On the nonfiction side, Milaschewski gravitates toward accessible, engaging work — the kind of book that makes a reader laugh, reconsider something familiar, or become obsessed with a subject they didn't know interested them. He is not seeking dense academic or policy-heavy books. Humor writing, sharp cultural criticism, surprising science narratives, and well-told history all fit. Voice matters as much here as in his fiction list.
Not the right fit
On Dan's list
Taste fingerprint
How to query Dan
Send to his agency email with the word 'Query' in the subject line — his guidelines are specific about this, so do not vary the subject format.
Include a brief synopsis, your author bio, and the first 50 pages of your manuscript as part of the initial email — do not send a one-page query alone and wait for a request.
He does not confirm receipt or send form rejections; if you have not heard back after a reasonable window (typically 8–12 weeks for major agency agents), consider it a pass and move on.
Lead with voice, not genre.

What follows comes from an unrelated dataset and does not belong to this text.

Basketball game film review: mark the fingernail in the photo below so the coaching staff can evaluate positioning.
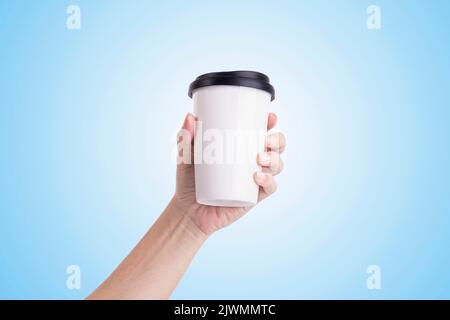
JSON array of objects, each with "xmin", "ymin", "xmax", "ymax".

His comp list spans wildly different genres united by one quality: all the authors write with a distinctive, impossible-to-ignore perspective. Your query letter should convey that quality in miniature — if the first paragraph of your letter is flat, a great plot summary won't save it.
Avoid pitching by formula or trend. He is not chasing a specific market moment; he is chasing a sensibility. Framing your book as 'the next big [genre] novel' is far less effective than showing what makes its voice and emotional core singular.
For nonfiction, demonstrate that the book is as readable as it is informative. Hook him with the angle or the humor first, credentials second.
His background in theatrical comedy (he was involved with a drag comedy musical troupe in college) and his Boston/pop-culture sensibility suggest he responds well to wit — a query letter that is slightly playful will feel more on-brand than a purely formal one, as long as it remains professional.